Dietro a tutto questo c'è una band inossidabile, illuminata da un chitarrista incisivo, misurato e sottovalutato come Tim Sult e dal carismatico Neil Fallon. Costui è un raro esempio di vocalist-camaleonte, capace di immedesimarsi con la medesima efficacia in un grezzo rocker o nel suadente crooner da pianobar, oppure nel bluesman, nel cantore romantico e perfino all'occorrenza nel rapper all'ultima moda. Un personaggio che può reggere il confronto con icone quali Wyndorf o Garcia.
Per una volta anche la produzione è al top visto che è stata affidata ad un guru come Joe Barresi, che ha evitato i moderni suoni tecnologici esaltando invece brillantemente l'essenza live del gruppo.
Si potrebbero dire altre cose, ma darebbe l'impressione che si stia parlando di un disco importante. Magari uno che riduce l'ultimo celebrato QotSA a lagnosa musica per lattanti e che i nomi di tendenza neppure si sognano di realizzare. Invece il discorso riguarda una formazione che in due decadi non ha mai sfondato e certo non lo farà con il presente lavoro.
I Clutch sono e restano un'eterna promessa di qualcosa, dei maturi veterani condannati a vita alla parte degli emergenti.

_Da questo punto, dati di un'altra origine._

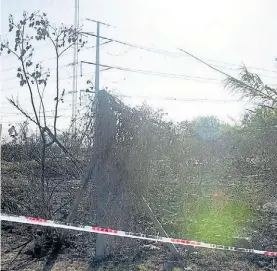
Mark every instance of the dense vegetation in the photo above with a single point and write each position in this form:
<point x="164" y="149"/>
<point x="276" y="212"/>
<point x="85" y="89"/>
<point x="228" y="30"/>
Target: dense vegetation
<point x="203" y="179"/>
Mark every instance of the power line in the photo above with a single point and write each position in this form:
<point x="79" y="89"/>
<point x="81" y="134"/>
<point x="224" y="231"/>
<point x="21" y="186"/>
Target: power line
<point x="177" y="99"/>
<point x="176" y="54"/>
<point x="148" y="72"/>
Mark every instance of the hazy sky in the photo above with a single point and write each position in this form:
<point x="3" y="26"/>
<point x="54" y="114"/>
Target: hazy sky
<point x="225" y="33"/>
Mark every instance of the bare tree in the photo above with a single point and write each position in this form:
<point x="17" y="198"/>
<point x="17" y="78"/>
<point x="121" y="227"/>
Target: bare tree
<point x="33" y="28"/>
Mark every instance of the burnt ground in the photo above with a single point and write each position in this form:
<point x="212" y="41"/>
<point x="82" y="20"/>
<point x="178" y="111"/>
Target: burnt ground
<point x="25" y="247"/>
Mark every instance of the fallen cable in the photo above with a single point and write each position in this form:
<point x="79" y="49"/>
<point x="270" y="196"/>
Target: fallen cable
<point x="107" y="231"/>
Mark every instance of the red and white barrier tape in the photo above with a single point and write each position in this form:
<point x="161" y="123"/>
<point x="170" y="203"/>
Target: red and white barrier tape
<point x="49" y="223"/>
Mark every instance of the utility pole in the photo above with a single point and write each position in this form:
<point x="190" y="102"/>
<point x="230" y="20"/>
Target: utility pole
<point x="75" y="69"/>
<point x="97" y="60"/>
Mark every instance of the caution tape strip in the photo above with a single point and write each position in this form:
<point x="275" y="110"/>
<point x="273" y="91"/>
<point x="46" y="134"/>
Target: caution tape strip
<point x="107" y="231"/>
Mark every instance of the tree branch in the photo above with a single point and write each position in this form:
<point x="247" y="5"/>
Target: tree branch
<point x="228" y="75"/>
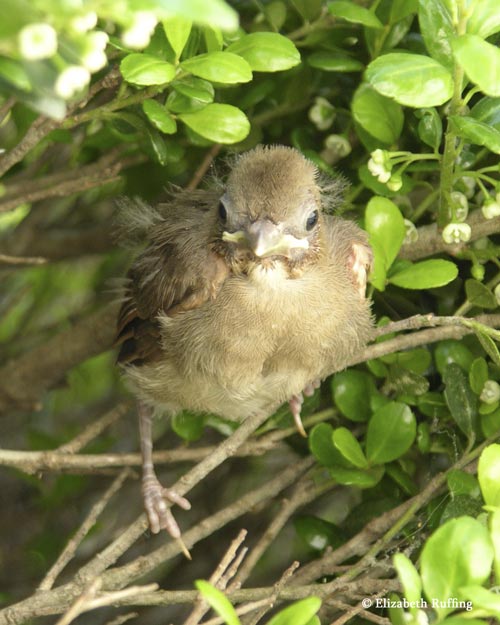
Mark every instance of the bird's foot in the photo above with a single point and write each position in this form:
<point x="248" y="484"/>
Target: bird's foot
<point x="157" y="501"/>
<point x="360" y="261"/>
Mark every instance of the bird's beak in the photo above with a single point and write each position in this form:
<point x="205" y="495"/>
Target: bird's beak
<point x="265" y="238"/>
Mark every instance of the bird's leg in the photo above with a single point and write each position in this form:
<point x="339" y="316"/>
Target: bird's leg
<point x="360" y="261"/>
<point x="157" y="499"/>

Non ha smosso nulla neanche la tanto pretesa ed idolatrata "evoluzione stilistica", mito dei critici esteti, che loro hanno compiuto per davvero. Dagli esordi vicini all'hardcore alla travolgente "pure rock fury" di oggi, la strada è piuttosto lunga. Ma quando ai potenti media di te non frega nulla, forse perché non ti prostri al loro cospetto o non cambi look ad ogni stupida nuova moda, ottieni quattro frasi svogliate solo all'uscita di un disco e poi passi nel dimenticatoio. E se alle spalle non hai almeno una promozione capillare, allora fattene una ragione e continua a suonare per il piacere di farlo.
L'anonimo scriba della rete non ha liquidato i Clutch con le solite due righe d'ordinanza ed è in pace con la coscienza, magra consolazione ma meglio che niente. Certo non cambierà la situazione, ma credo che per Fallon e soci non sia più un traguardo né una necessità.
Chi li conosce si procuri il nuovo rifornimento di rock per il corpo e la mente, un disco nel quale la band ha dato come sempre il massimo di sé stessa. Per gli altri vale il solito invito a vuoto ad avvicinarsi al gruppo, non un fenomeno né un gigante del rock, ma senz'altro uno dei suoi migliori interpreti oggi in circolazione.
Ennesima scommessa vinta, a beneficio di pochi intimi.